回到古渭,韓岡的第一件事就是找來朱中。朱中既然能向張香兒要藥材,對這個行當的了解肯定不少,而且又掌握著療養院,需要什么藥材他也同樣明白。另外他又派人去秦州把仇一聞請來,老家伙在秦鳳人頭熟,地理更熟,哪座山里有什么要,他最是門清。
等韓岡將一切厘清,把公事一一分派出去,回到家中時,已經有著更夫敲著梆子,在城寨中的街道上走著。入冬后,天黑得越來越早,群星已在天穹中閃爍。
十幾名棋手將韓岡護衛在中間,漸漸接近自家的宅子,一個小小的身影藏在門洞中,見到韓岡回來,忙迎上前。
“三哥哥,你回來了。”
“我回來了。”
夜幕下,一個十三四歲的少女倚門而望。纖細的身影柔柔弱弱,讓人憐惜。韓岡已經幾次讓韓云娘不要再到門外迎接。小丫頭還不滿十四,可就是犟得如同幾百萬年沉積下來的石頭,怎么也不肯答應下來。
進門前,韓岡跺了跺腳,將官靴上沾的泥土都頓在了門外。八九月的時候,因為渭源的事情,韓岡忙得腳不沾地,三過家門而不入,幾乎跟大禹一樣。這件事讓家里知道后,韓岡沒少被韓阿李埋怨過,而韓云娘和嚴素心則更是滿眼幽怨。也直到了現在才輕松一些。就是老往地頭跑,靴子總是干凈不了。
韓岡進屋的時候,韓阿李正在屋中做著針線活,而嚴素心不在——多半是在廚房中——反倒是馮從義坐在屋中陪韓阿李閑聊,韓岡看他的樣子,應該是在等自己回來。

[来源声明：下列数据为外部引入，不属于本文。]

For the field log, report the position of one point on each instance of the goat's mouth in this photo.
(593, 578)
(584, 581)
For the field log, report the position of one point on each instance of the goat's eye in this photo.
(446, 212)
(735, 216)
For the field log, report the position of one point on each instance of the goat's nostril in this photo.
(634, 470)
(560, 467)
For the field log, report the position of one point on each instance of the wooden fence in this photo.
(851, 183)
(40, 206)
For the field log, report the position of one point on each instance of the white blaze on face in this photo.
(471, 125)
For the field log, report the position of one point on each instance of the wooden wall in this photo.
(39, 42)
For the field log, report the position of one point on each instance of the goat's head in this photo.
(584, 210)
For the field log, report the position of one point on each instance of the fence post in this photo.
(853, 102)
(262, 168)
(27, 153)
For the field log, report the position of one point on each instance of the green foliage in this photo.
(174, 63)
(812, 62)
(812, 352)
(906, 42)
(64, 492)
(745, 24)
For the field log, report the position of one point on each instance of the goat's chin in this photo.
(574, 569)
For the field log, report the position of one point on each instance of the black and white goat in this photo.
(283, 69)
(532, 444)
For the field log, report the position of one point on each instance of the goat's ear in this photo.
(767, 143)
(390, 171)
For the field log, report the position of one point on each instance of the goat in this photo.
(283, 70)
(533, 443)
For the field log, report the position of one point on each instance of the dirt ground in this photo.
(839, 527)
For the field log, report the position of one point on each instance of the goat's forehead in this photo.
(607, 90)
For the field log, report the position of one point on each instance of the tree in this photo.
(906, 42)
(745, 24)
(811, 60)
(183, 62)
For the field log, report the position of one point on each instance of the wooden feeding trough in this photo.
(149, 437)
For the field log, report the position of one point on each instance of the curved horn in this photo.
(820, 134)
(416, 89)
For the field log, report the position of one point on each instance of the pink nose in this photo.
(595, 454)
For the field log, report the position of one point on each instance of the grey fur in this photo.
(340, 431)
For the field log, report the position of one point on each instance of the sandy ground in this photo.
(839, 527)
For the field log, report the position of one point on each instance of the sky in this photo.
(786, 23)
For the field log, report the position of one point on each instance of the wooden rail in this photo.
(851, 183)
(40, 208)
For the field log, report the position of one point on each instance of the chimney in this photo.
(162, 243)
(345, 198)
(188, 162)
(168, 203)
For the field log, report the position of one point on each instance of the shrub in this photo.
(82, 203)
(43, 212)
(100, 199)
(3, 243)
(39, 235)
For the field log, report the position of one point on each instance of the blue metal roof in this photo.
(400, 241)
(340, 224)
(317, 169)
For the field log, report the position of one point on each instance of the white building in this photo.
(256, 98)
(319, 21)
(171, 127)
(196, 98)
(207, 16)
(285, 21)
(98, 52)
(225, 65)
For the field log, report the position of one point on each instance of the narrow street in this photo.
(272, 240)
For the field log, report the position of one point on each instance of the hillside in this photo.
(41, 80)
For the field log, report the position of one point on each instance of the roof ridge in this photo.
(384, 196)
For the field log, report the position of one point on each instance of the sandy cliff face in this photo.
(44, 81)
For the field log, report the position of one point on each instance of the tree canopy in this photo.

見韓岡進屋,馮從義連忙站起身。而韓阿李則放下手上的針線活,一臉不高興的說著:“你爹早早的就回家了,三哥你怎么到現在才回來?準備的飯菜都浪費了,還讓義哥兒等了這么久,也不知讓人回來知會一聲。”
“有些急事要忙,一時忘了。”韓岡向馮從義說了聲抱歉,馮從義連連搖手說著不敢。韓岡看看內間,問道:“爹在哪里,先睡了?”
“你爹不能跟你比,累了,先去睡了。”韓阿李說著,重新拿起針線。從式樣上看,她縫的應是件袍子,也不知是給誰。
韓岡嘆了口氣:“爹的身子骨也不比年輕時了,娘能不能勸勸爹,讓他老人家不要天天下田去?”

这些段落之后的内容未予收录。